Part of the motive behind variable width SIMD in WASM is that there's intentionally-ish no mechanism to do feature detection at runtime in WASM. The whole module has to be valid on your target, you can't include a handful of invalid functions and conditionally execute them if the target supports 256-wide or 512-wide SIMD. If you want to adapt you have to ship entire modules for each set of supported feature flags and select the correct module at startup after probing what the target supports.

So variable width SIMD solves this by making any module using it valid regardless of whether the target supports 512-bit vectors, and the VM 'just' has to solve the problem of generating good code.

Personally I think this is a terrible way to do things and there should have just been a feature detection system, but the horse fled the barn on that one like a decade ago.

__abadams__ 18 hours ago | parent [-]

It would be very easy to support 512-bit vectors everywhere, and just emulate them on most systems with a small number of smaller vectors. It's easy for a compiler to generate good code for this. Clang does it well if you use its built-in vector types (which can be any length). Variable-length vectors, on the other hand, are a very challenging problem for compiler devs.
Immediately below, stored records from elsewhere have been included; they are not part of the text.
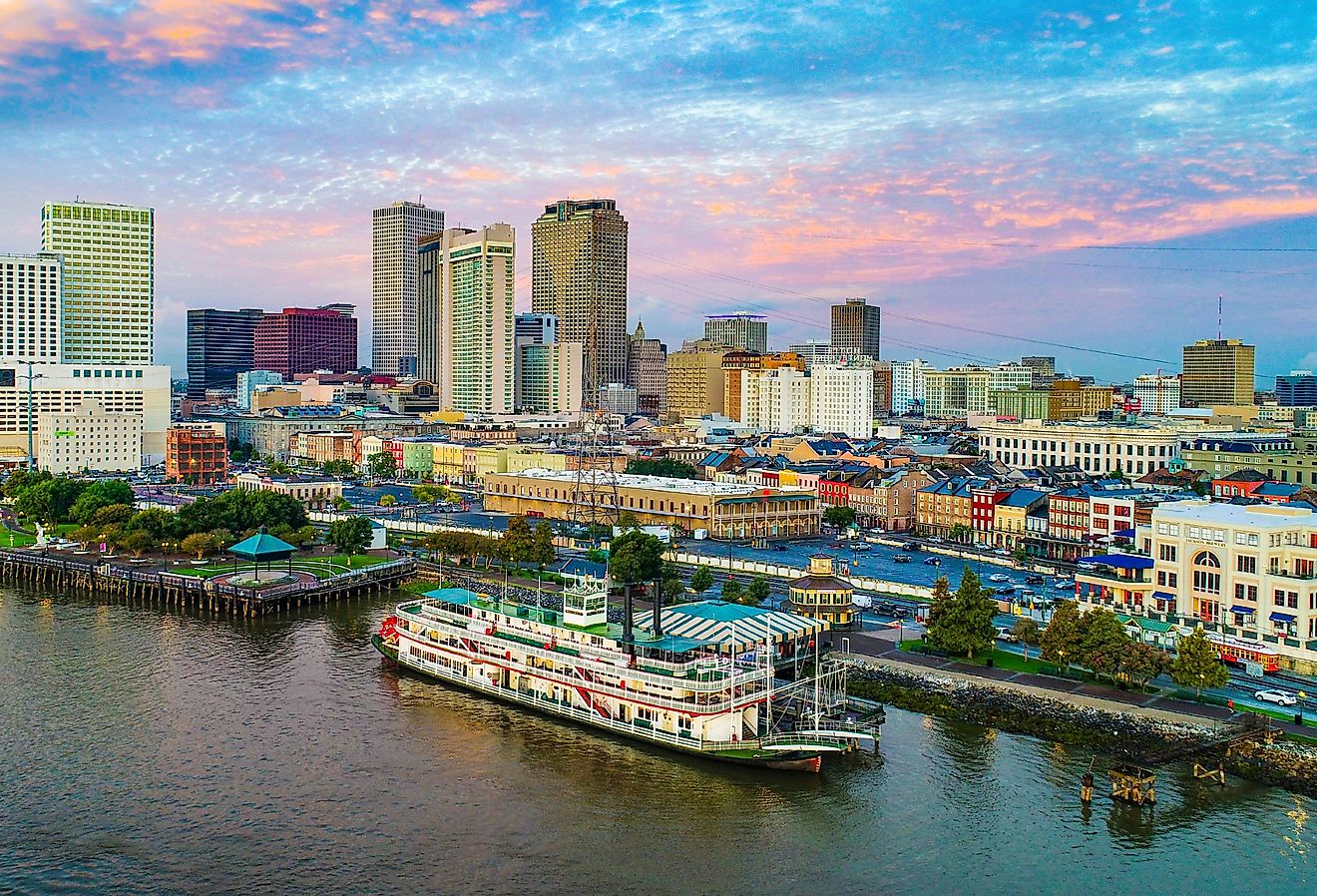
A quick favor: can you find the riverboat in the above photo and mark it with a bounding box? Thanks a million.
[373,579,884,772]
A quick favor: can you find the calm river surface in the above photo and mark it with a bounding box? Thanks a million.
[0,591,1317,896]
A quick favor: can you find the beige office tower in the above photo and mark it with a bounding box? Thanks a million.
[1180,338,1254,407]
[370,202,444,377]
[531,199,627,404]
[41,202,156,363]
[417,224,516,414]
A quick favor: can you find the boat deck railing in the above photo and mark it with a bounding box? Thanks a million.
[398,608,764,693]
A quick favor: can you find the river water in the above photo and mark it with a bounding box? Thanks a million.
[0,591,1317,896]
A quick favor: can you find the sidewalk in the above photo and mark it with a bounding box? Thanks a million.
[849,634,1317,738]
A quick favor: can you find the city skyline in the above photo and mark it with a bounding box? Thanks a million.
[0,3,1317,387]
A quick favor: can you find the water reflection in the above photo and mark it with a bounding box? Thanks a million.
[0,591,1312,896]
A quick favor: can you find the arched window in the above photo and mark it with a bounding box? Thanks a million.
[1193,551,1221,595]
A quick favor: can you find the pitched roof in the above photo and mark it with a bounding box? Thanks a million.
[229,531,297,560]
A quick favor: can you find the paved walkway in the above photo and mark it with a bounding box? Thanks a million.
[848,634,1314,738]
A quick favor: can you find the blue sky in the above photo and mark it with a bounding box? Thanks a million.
[0,0,1317,378]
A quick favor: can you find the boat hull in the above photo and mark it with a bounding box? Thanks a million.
[370,634,823,772]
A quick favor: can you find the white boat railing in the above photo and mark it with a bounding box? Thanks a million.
[392,624,765,714]
[398,608,764,693]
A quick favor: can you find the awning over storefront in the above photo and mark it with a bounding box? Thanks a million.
[1076,554,1152,569]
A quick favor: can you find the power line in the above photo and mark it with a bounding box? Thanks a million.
[637,250,1172,365]
[631,219,1317,253]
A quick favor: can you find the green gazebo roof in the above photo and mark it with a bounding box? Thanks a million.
[229,531,296,560]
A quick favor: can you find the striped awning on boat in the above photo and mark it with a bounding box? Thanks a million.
[635,601,830,650]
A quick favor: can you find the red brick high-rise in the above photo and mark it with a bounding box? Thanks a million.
[251,304,357,378]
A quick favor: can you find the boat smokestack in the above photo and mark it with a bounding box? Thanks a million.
[622,585,633,642]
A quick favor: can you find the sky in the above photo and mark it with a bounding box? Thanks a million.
[0,0,1317,387]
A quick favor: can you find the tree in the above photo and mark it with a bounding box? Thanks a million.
[627,457,699,480]
[328,517,371,556]
[1119,641,1170,689]
[71,526,100,548]
[182,533,219,560]
[1170,626,1230,698]
[527,523,559,569]
[923,576,951,646]
[823,505,855,529]
[87,505,137,526]
[128,507,178,542]
[690,567,713,595]
[1079,606,1130,674]
[366,451,398,480]
[1039,601,1084,671]
[502,514,535,563]
[721,576,745,604]
[938,567,997,659]
[320,460,357,478]
[117,529,156,558]
[1010,617,1043,663]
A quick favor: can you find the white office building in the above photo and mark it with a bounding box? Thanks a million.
[0,253,63,363]
[1132,373,1180,416]
[810,363,873,439]
[0,362,170,469]
[37,400,143,476]
[370,202,444,377]
[892,358,933,416]
[237,370,283,410]
[741,367,810,432]
[41,202,156,365]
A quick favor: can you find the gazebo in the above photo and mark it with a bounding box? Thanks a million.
[229,527,296,581]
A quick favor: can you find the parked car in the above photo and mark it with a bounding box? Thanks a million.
[1252,687,1299,706]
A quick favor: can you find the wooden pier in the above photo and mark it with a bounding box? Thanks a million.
[0,550,416,617]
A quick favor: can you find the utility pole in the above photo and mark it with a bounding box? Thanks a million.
[24,361,45,473]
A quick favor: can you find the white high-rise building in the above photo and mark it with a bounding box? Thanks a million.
[0,362,170,470]
[741,367,810,432]
[0,253,63,363]
[37,400,143,476]
[41,202,156,365]
[810,363,873,439]
[440,224,516,414]
[892,358,933,415]
[370,202,444,375]
[1134,373,1180,416]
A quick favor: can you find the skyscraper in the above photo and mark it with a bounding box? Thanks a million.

You tend to get worse code out than if you just statically picked a size, even if it's not the native size.

Someone 4 hours ago | parent | next [-]

> It would be very easy to support 512-bit vectors everywhere, and just emulate them on most systems with a small number of smaller vectors. It's easy for a compiler to generate good code for this

Wouldn’t that be suboptimal if/when CPUs that support 1024-bit vectors come along?

> Variable-length vectors, on the other hand, are a very challenging problem for compiler devs. You tend to get worse code out than if you just statically picked a size, even if it's not the native size.

Why would it be challenging? You could statically pick a size on a system with variable-length vectors, too. How would that be worse code?

jandrewrogers 18 hours ago | parent | prev | next [-]

The risk of 512-bit vectors everywhere is that many algorithms will spill the registers pretty badly if implemented in e.g. 128-bit vectors under the hood. In such cases you may be better off with a completely different algorithm implementation.

codedokode 10 hours ago | parent | prev [-]

Variable length vectors seem to be made for closed-source manually-written assembly (nobody wants to unroll the loop manually and nobody will rewrite it for new register width).